Como consecuencia, se inició el proceso para que el área revierta al patrimonio provincial al vencer la concesión el próximo 7 de septiembre de 2025.
Los motivos del rechazo
La resolución oficial detalla los fundamentos técnicos y legales para la decisión. El principal argumento es que la solicitud de prórroga, presentada el 25 de septiembre de 2024, se hizo fuera del plazo establecido por la Ley Nacional de Hidrocarburos Nº 17.319 (con las modificaciones de la Ley Nº 27.007). Dicha normativa exige que la solicitud se presente al menos un año antes del vencimiento de la concesión, que para el área Atamisqui era el 7 de septiembre de 2025. La presentación extemporánea fue un motivo suficiente para rechazar el pedido sin analizar otros requisitos.
Aun así, el informe técnico también evaluó el plan de inversiones propuesto por la empresa y encontró serias deficiencias. Según los análisis del Departamento Técnico de Explotación y Desarrollo, la propuesta de El Trébol S.A. no era suficiente para un período de 10 años, no garantizaba un aprovechamiento eficiente de los recursos ni abordaba la declinación de la producción y la pérdida de reservas. Además, se señaló que gran parte de las inversiones de los últimos años se consideraban gastos operativos y no de capital, y que las inspecciones recientes revelaron un deterioro “evidente y progresivo” en las instalaciones, con incumplimientos reiterados en materia de mantenimiento y seguridad.
La reversión y las obligaciones de la empresa
Con el rechazo de la prórroga, el gobierno de Mendoza dispuso el inicio del proceso de reversión del área. Esto implica una serie de exigencias a la empresa para asegurar que el área se entregue en condiciones adecuadas:
- Abandono de pozos: deberá presentar un plan para abandonar los pozos inactivos en un plazo de 15 días.

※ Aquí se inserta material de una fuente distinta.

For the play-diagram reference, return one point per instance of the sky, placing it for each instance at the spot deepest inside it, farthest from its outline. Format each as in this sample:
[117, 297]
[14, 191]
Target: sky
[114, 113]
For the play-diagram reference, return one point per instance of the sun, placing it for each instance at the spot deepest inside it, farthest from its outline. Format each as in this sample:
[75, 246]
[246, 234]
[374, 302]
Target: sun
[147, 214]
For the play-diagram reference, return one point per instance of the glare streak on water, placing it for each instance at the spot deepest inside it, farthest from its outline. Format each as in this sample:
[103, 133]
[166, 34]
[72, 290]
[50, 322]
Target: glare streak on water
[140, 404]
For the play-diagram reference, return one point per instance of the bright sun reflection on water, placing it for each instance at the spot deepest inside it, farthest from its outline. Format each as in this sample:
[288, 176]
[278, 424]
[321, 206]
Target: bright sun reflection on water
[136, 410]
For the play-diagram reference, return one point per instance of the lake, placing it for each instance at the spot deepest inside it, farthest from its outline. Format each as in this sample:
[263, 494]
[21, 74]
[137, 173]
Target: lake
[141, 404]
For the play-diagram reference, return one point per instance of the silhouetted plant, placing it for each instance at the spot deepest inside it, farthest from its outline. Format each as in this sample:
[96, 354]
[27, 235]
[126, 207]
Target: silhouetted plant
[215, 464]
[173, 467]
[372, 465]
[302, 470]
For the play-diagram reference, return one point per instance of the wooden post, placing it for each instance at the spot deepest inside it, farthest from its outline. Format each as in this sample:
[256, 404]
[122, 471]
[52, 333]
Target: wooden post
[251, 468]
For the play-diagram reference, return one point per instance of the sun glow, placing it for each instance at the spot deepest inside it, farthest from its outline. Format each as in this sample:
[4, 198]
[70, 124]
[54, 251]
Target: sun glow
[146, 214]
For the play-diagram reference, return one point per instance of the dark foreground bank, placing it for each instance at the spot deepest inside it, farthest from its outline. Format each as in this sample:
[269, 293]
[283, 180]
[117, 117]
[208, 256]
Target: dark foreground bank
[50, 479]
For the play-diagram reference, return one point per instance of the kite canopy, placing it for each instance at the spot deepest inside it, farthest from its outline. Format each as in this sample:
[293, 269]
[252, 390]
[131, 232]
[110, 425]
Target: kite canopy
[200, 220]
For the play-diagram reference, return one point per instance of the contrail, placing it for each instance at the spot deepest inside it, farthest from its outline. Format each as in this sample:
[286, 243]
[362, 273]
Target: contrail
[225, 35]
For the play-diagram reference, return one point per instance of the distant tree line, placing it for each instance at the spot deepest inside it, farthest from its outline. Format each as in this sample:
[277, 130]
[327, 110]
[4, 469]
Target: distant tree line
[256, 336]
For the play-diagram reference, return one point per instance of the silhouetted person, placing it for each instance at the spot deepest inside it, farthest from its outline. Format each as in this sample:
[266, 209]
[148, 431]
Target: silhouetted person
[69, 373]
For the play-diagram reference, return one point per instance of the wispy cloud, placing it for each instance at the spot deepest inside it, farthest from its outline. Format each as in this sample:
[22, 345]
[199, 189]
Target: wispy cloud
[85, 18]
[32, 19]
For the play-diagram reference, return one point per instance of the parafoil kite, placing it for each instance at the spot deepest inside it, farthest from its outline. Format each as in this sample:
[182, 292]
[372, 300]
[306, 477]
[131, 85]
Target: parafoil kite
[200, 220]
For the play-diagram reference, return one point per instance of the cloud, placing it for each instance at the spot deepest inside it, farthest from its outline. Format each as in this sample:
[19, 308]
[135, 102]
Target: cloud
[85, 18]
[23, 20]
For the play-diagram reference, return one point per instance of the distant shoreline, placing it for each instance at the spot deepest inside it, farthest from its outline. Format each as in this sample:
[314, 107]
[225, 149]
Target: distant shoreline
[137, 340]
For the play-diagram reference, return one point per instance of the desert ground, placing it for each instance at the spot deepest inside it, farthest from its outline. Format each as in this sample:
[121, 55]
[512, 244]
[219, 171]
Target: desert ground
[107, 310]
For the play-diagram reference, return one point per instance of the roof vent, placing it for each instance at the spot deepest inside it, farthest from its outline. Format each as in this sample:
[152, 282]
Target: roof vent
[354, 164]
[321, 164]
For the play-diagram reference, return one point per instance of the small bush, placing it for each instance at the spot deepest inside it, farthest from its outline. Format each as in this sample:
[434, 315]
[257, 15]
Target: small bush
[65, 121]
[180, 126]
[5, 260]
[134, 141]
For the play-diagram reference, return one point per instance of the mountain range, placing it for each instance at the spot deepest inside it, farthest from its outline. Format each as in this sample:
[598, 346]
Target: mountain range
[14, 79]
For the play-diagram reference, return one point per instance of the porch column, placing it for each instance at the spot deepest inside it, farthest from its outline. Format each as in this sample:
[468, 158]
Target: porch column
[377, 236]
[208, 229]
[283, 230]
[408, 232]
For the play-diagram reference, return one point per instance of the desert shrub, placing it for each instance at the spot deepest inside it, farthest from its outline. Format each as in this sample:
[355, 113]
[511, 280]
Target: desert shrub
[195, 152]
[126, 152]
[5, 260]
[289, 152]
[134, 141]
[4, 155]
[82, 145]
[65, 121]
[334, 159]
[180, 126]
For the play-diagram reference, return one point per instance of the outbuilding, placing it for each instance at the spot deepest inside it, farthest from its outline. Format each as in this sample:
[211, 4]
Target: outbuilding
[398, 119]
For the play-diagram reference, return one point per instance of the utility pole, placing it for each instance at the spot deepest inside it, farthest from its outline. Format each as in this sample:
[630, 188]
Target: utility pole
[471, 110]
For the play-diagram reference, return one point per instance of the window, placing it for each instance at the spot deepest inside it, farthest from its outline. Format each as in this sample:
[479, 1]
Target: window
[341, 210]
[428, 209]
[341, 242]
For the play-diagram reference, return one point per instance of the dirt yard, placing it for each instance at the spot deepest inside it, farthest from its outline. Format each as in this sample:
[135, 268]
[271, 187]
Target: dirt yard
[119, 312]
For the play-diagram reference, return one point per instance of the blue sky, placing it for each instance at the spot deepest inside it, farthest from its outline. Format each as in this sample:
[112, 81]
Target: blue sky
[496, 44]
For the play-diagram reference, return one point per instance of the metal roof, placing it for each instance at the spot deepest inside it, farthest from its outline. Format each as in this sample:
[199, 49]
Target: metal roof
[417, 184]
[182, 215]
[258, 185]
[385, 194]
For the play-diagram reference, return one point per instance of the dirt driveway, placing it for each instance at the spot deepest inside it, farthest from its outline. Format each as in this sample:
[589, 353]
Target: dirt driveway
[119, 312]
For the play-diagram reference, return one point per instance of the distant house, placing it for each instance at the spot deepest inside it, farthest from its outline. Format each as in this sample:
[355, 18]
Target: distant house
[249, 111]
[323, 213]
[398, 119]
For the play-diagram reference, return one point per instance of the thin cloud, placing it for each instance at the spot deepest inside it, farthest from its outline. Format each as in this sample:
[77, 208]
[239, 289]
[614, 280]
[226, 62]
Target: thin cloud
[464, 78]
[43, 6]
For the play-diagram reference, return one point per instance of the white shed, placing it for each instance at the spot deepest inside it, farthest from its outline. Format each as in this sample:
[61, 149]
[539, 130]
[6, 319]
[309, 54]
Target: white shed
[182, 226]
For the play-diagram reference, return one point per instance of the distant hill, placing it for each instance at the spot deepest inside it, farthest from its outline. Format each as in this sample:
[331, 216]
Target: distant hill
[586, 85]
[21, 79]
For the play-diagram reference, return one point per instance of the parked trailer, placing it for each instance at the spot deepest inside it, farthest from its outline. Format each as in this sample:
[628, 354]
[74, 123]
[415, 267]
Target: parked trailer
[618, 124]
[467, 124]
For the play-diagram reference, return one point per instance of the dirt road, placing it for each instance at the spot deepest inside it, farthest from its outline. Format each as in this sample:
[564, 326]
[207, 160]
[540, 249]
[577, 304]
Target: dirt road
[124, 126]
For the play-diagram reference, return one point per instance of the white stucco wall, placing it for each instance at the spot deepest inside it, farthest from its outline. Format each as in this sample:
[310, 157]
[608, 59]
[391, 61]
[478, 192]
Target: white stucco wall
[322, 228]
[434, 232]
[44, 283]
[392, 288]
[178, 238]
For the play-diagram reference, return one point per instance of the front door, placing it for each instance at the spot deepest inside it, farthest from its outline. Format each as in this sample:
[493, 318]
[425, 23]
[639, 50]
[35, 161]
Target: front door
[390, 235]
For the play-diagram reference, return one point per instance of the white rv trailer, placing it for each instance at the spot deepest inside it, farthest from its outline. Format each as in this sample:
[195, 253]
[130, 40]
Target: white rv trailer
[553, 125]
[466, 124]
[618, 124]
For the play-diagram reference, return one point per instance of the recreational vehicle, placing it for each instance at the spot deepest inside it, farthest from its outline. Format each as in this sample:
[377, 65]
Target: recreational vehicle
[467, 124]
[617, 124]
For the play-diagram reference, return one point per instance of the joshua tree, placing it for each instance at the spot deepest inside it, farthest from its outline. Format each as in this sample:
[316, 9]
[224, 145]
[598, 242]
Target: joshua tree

- Inventario y no retiro de activos: se le prohíbe retirar cualquier activo de explotación del área y debe presentar un inventario detallado de los mismos.
- Deudas y pasivos ambientales: se le exige una declaración jurada de no tener deudas con los superficiarios y una auditoría que certifique la no existencia de pasivos ambientales en la zona a revertir.